— Нет, у него выходные завтра и послезавтра, а у меня сегодня и завтра. Совпал только один день, вот я и намылилась навестить всех, чтобы не скучать. Отсюда поеду к Джейде и Санха.
— Как у них дела?
— Хорошо, они наконец-то дали сыну имя, аллилуйя! Разродились, спустя восемь месяцев.
— И как назвали?
— Тэй. Санха сказал, в честь какого-то героя.
— Что ж, если мальчик пойдёт по стопам наших мужчин, он тоже имеет возможность стать героем, — заметила Рин.
— И я буду героем! — подняла голову Бомми, держа в руке карандаш, как вымпел. Меня развеселил её вид, в котором она явно представляла себя кем-то из папиных историй.
— Ты уже маленькая героиня, Бомми, — потрепала я её по волосам. — Какие подвиги ты хочешь совершать?
— Подвиги? — не сразу вспомнила она значение слова, которое наверняка слышала во время чтений перед сном. Видела я одну из книжек. О золотом воинстве. Девочка тряхнула головой и встала, направившись к игрушкам. — Буду стелять!
— О нет, — прикрыла глаза Рин, видя, как старшая дочь вытягивает пластиковый пистолетик. — А то нам в семье мало продырявленных.

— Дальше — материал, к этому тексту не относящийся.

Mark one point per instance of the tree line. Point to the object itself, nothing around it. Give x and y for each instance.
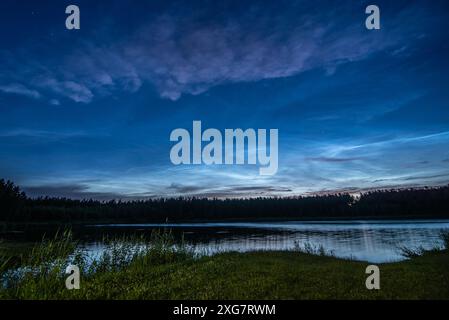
(427, 202)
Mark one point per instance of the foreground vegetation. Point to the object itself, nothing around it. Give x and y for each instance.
(137, 268)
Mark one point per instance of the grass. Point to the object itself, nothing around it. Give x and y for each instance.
(156, 268)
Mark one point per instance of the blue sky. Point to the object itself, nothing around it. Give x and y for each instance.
(88, 113)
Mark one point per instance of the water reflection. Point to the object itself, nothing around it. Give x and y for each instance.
(374, 241)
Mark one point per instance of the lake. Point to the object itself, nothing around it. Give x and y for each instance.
(374, 241)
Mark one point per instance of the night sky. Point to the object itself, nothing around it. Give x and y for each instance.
(88, 113)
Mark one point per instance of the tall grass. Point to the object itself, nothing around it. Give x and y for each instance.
(41, 272)
(409, 252)
(317, 250)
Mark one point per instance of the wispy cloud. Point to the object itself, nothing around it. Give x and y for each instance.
(19, 89)
(183, 53)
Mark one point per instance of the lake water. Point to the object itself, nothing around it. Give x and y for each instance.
(373, 241)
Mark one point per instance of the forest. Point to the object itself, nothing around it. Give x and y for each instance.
(427, 202)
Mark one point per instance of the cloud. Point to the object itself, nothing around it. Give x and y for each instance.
(328, 159)
(189, 53)
(19, 89)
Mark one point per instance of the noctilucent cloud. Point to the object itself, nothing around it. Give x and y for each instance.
(88, 113)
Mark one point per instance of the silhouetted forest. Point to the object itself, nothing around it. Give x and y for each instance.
(15, 206)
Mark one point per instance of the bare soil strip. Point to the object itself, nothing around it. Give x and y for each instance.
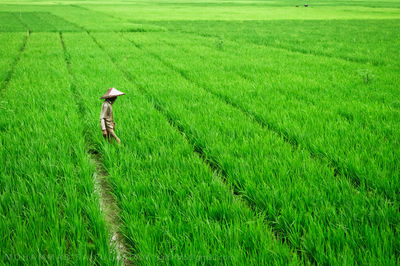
(109, 208)
(108, 204)
(340, 171)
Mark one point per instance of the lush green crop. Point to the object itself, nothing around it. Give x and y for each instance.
(294, 190)
(290, 92)
(168, 196)
(49, 211)
(253, 132)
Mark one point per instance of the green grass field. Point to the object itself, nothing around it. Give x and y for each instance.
(253, 132)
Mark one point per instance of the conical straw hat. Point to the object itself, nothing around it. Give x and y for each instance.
(112, 92)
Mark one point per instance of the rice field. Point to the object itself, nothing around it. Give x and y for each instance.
(253, 133)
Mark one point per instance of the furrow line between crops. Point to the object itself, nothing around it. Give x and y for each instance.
(340, 171)
(108, 204)
(209, 162)
(294, 50)
(14, 64)
(21, 21)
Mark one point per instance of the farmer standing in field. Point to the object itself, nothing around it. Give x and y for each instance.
(106, 115)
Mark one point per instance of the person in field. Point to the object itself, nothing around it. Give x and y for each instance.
(106, 115)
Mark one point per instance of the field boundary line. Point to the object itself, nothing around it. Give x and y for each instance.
(14, 64)
(319, 157)
(210, 162)
(102, 187)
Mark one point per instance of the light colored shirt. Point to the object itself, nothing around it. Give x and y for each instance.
(106, 116)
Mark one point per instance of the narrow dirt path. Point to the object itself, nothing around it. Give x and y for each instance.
(108, 204)
(15, 63)
(109, 208)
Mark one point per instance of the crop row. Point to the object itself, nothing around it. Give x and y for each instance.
(322, 216)
(368, 41)
(316, 102)
(10, 47)
(174, 208)
(49, 211)
(9, 22)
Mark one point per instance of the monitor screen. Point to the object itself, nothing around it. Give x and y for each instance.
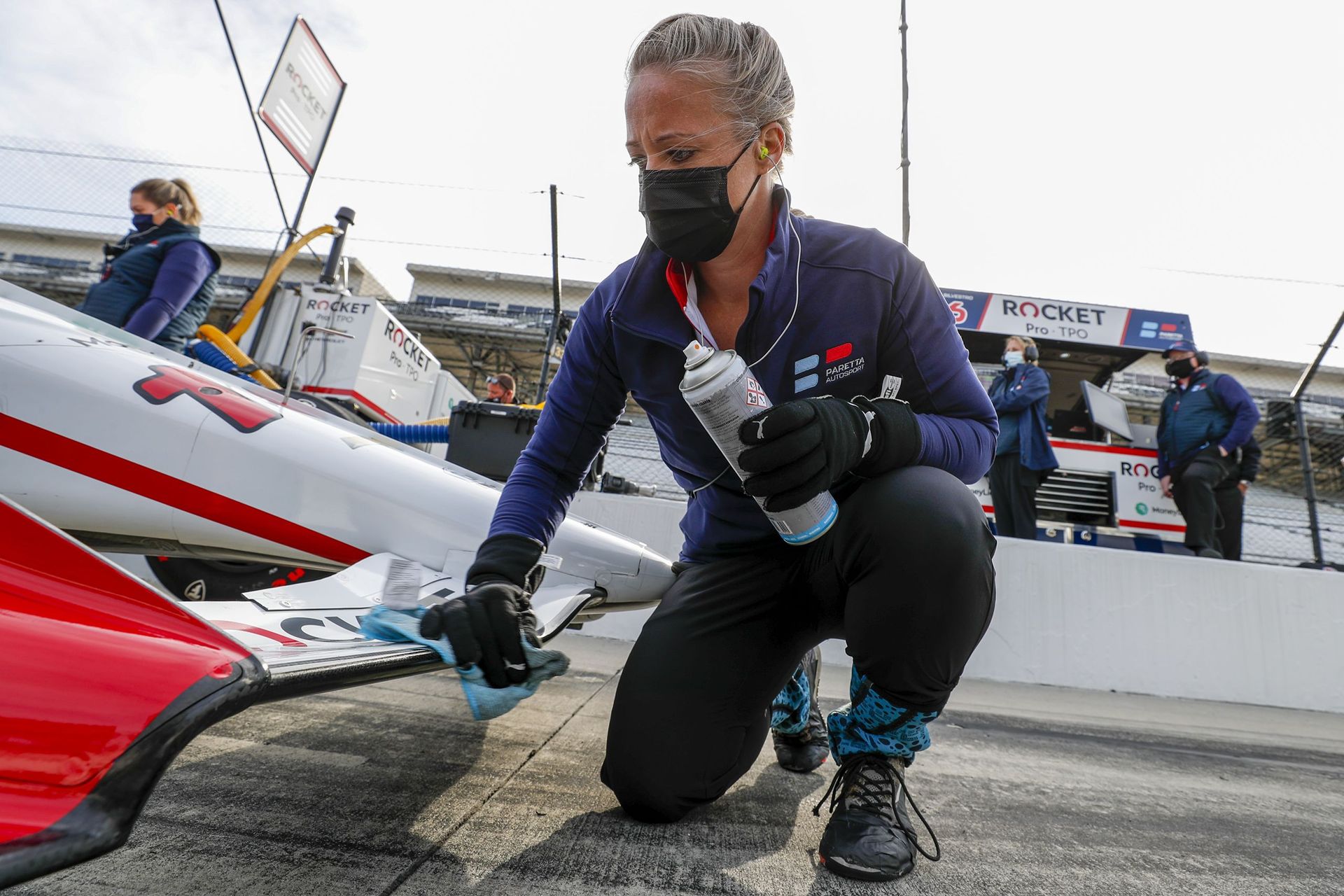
(1108, 410)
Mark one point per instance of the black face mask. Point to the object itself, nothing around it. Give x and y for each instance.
(1182, 368)
(687, 210)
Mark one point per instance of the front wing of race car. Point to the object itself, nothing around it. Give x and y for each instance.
(105, 680)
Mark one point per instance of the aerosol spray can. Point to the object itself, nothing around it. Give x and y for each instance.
(722, 391)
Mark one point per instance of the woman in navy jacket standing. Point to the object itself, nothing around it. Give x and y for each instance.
(1023, 457)
(159, 280)
(875, 399)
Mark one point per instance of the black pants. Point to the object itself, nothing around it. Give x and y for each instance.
(905, 577)
(1230, 507)
(1193, 486)
(1014, 491)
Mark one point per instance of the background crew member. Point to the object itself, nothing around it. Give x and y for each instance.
(1205, 418)
(499, 388)
(1023, 457)
(159, 281)
(823, 312)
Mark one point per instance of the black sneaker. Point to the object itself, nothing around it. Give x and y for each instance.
(808, 748)
(869, 836)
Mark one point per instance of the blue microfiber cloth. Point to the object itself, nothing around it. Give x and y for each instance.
(385, 624)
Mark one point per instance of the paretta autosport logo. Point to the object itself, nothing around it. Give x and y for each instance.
(839, 365)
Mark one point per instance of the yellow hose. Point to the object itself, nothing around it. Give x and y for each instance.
(220, 340)
(268, 284)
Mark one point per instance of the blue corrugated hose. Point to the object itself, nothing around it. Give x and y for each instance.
(207, 354)
(414, 433)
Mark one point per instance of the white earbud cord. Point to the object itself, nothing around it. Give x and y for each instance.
(797, 274)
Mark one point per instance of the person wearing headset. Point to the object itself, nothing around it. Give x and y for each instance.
(835, 321)
(1023, 457)
(159, 280)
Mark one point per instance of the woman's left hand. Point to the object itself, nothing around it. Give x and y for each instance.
(800, 449)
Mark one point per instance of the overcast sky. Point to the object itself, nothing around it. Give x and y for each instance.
(1063, 149)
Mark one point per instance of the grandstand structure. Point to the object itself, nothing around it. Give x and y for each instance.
(479, 323)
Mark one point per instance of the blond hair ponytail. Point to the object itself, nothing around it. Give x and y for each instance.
(176, 192)
(741, 62)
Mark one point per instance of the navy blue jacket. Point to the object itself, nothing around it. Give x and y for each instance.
(869, 309)
(1025, 390)
(1212, 409)
(160, 286)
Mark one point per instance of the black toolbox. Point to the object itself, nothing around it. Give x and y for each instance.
(487, 437)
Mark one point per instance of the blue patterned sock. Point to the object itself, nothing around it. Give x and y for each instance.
(872, 723)
(790, 708)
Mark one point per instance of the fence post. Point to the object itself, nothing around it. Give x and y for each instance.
(1308, 482)
(555, 298)
(1304, 445)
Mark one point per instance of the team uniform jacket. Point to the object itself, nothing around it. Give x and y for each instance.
(160, 286)
(1212, 409)
(869, 309)
(1023, 390)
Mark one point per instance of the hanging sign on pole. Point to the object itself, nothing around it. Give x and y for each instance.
(302, 97)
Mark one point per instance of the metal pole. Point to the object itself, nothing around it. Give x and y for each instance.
(905, 137)
(1308, 484)
(555, 296)
(1304, 445)
(1306, 379)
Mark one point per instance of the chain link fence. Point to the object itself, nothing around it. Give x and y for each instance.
(480, 296)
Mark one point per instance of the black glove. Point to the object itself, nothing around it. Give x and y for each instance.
(800, 449)
(487, 624)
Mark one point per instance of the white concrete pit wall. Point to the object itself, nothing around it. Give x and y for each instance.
(1112, 620)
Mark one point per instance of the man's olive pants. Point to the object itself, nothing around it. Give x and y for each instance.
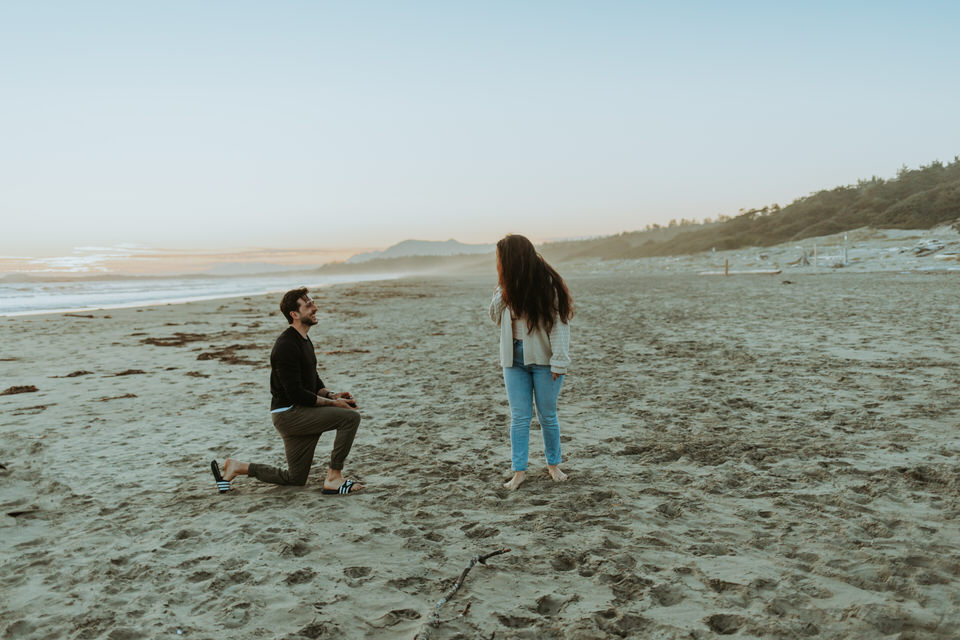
(300, 428)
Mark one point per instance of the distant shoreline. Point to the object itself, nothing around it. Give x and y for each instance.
(184, 299)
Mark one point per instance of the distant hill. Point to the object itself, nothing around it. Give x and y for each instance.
(916, 199)
(409, 248)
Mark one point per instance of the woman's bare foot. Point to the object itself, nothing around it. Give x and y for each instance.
(556, 474)
(234, 468)
(514, 483)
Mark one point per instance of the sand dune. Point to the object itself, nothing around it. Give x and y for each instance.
(746, 457)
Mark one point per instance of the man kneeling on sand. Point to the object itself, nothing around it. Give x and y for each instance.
(302, 408)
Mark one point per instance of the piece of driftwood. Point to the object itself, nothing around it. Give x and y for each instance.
(434, 618)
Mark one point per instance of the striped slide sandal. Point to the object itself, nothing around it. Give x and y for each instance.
(222, 485)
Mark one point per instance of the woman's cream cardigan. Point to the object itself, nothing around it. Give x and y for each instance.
(538, 346)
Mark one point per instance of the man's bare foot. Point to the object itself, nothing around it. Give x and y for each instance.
(334, 479)
(234, 468)
(556, 474)
(514, 483)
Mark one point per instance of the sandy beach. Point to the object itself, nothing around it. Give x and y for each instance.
(772, 457)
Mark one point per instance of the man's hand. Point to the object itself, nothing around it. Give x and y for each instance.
(345, 404)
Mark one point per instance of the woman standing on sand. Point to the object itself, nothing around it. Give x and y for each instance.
(533, 308)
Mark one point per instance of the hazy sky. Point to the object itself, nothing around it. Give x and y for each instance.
(358, 124)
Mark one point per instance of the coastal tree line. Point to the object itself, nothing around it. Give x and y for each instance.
(915, 199)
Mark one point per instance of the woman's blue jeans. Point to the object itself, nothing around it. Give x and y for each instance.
(525, 385)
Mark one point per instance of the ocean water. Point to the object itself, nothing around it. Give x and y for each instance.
(24, 298)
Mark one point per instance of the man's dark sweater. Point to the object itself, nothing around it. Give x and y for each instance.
(293, 371)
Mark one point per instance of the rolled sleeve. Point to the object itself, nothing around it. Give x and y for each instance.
(560, 346)
(497, 305)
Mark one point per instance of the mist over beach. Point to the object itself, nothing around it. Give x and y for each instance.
(756, 209)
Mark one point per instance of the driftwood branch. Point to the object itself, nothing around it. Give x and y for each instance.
(434, 619)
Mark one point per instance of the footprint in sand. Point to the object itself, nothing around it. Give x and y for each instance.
(300, 576)
(724, 623)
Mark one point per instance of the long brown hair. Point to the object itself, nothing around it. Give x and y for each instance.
(531, 287)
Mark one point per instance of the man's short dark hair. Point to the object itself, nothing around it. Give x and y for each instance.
(291, 302)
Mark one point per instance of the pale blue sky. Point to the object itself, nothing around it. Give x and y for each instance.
(359, 124)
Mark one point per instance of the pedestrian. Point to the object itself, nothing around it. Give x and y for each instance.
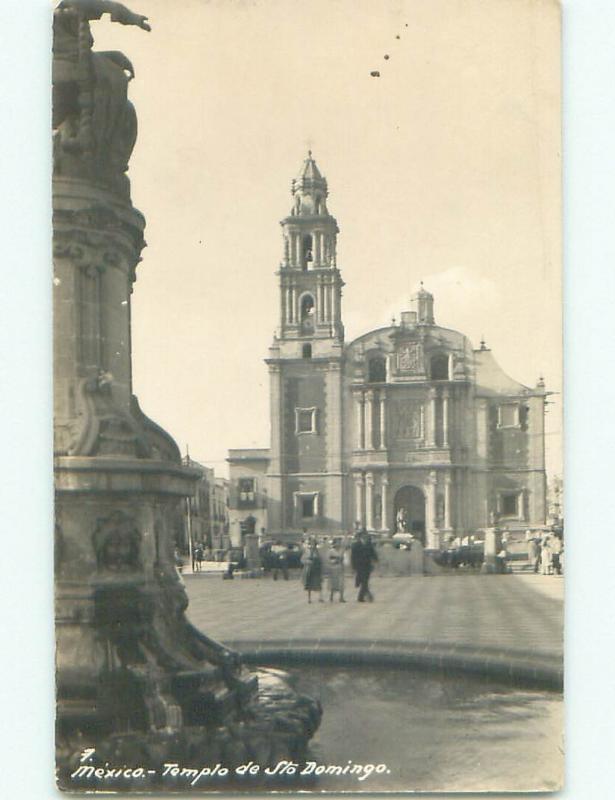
(533, 554)
(197, 557)
(312, 570)
(556, 553)
(363, 557)
(335, 569)
(546, 557)
(279, 555)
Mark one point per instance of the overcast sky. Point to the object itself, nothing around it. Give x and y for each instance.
(444, 169)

— Стелять! — повторила Бомми и, забегав по залу, воображала какие-то мишени, метилась в них, имитировала звуки пальбы, пряталась за диван и выскакивала из-за него.
— Не направляй пистолет на людей! — погрозила Херин. — Слышишь меня? Бомми, нельзя направлять на людей! Нельзя! Боже, чтоб я ещё хоть раз разрешила ей смотреть с папой телевизор!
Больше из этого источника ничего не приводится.